The Unofficial Countryside: Bearings

and (almost) last words to Symmonds Roberts and Farley:

It’s always a surprise… To find a gap in the shiny advertising boardings or a bent back sheet of corrugated iron which affords a few onto an open wasteland carpeted with flowers in summer… The city suddenly has a new scale and underness and an overness. 

The journey to a high moor or heath in search of wilderness and communing with nature involves a slow readjustment in terms of scale and space, but a city wasteland is all the more mysterious for the manner of our encounter with it: the imagination does the travelling.
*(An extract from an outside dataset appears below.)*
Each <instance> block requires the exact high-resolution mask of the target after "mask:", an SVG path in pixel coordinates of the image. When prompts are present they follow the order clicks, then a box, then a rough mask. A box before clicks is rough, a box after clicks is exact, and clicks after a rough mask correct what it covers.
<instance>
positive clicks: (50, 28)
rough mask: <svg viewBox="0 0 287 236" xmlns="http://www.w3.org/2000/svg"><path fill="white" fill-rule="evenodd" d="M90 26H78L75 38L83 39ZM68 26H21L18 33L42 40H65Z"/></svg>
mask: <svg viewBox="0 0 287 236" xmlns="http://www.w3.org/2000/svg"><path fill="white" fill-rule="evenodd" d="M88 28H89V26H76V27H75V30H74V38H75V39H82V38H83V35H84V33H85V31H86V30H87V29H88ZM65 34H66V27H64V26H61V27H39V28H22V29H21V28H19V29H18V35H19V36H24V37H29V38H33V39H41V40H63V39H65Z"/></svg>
This is what the Edgelands represent, an No mans land between the two sides…

I wrote “almost” because the typing of that quotation was initially overridden by the computer, unexpectedly throwing up a very different (and much more dramatic) touchstone on the constantly shifting border: Rob Macfarlane and Stanley Donwood’s disturbing meditation Ness – in that my text at one point read “and under Ness and an over Ness.” So I turn to this shattering prose-poem about the fall of a Babylon to the greater Principalities of wood and water and lichen, and find similarities with the rotting stumps and rusting gateways of where I run.

The encounter in the poem of the Powers of Nature with the grim purposes of humanity is exposed in an “environmental takeover,” and the willow-boned, hagstone-eyed entities that possess the nuclear defence site do so in their own time:

& time to them is not deep, not deep at all, for time is only ever overlapping tumbling versions of the now.

It has about it the bitter vision of triumph after oppression of the Book of Revelation; ruination; shattering; repossession. In the same way in the Edgelands, the everyday submits to the unbounded potential of weed sycamore and umbel and the run of the brook as the spring puts out, in Robert Macfarlane’s words, the green where shadow meets leaf.

2 thoughts on “Edgelands

  1. Liminal places fascinate me too, Nick, a fascination magnified by now living in the Welsh Marches, Herefordshire on the other side of the Black Mountains, Monmouthshire down the road (for long an anomaly in political status), a country where Wenglish is the lingua franca.

    And of course we are currently in a kind of temporal Edgeland, aren’t we, which may well be an impetus for your piece.